Data inspector: round floats to precision/significant digits

Wishlists for new functionality and features.
Post Reply
Maël
Site Admin
Posts: 1214
Joined: 12 Mar 2005 14:15

Data inspector: round floats to precision/significant digits

Post by Maël »

The basis of this feature request was a mail sent to me:
One comment I had was that the single-precision floating point values are displayed with too many significant digits. For example, a value might be shown as "-0.0149999996647239", but really it only has 6 significant digits and should be shown as -0.015. (Of course, floats are not exact in many circumstances, so it would not be surprising to see "-0.0149998" or something for a different value).

Maybe you could implement a feature to shorten the representation of the single-precision float type, so that unnecessary digits are not shown?

Maël
Site Admin
Posts: 1214
Joined: 12 Mar 2005 14:15

Re: Data inspector: round floats to precision/significant digits

Post by Maël »

Floating point numbers are tricky. Interestingly I have been writing toy programs recently to convert floats to floating point binary strings (not floating point decimal) and back to their IEEE single or double float formats.

This requires more research to be done correctly, for now I'll rely on the Delphi internal StrToFloat/FloatToStr functions.

Some notes follow.


When considering how many digits to display, various factors have to be considered.

One major question is whether round-trip data conversion should merely not introduce errors (i.e., x==StrToFloat(FloatToStr(x)) should be true) and other digits that do not affect this result should be truncated or rounded off.
Or should the actually accurate representation as decimal float be shown, that most closely matches the binary float, even if it would not affect round-trip conversions?

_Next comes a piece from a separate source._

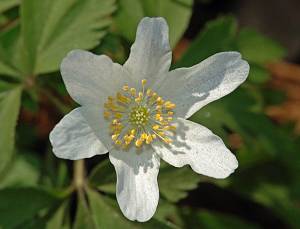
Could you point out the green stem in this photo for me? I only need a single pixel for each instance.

Regarding the first option, Wikipedia (or the referenced paper) claims that:
"If an IEEE 754 single-precision number is converted to a decimal string with at least 9 significant digits, and then converted back to single-precision representation, the final result must match the original number.[5]"
This means: x==StrToFloat(FloatToStr(x)) is true if FloatToStr(x) has at least 9 significant digits.

This site states other values:
https://www.exploringbinary.com/decimal ... t-numbers/

But it also states that for the other round-trip direction only 6 significant digits need to be considered:
If a decimal string with at most 6 significant digits is converted to IEEE 754 single-precision representation, and then converted back to a decimal string with the same number of digits, the final result should match the original string.
This means: x==FloatToStr(StrToFloat(x)) is true if x has at most 6 significant digits and the result or the right hand side has at most 6 significant digits as well.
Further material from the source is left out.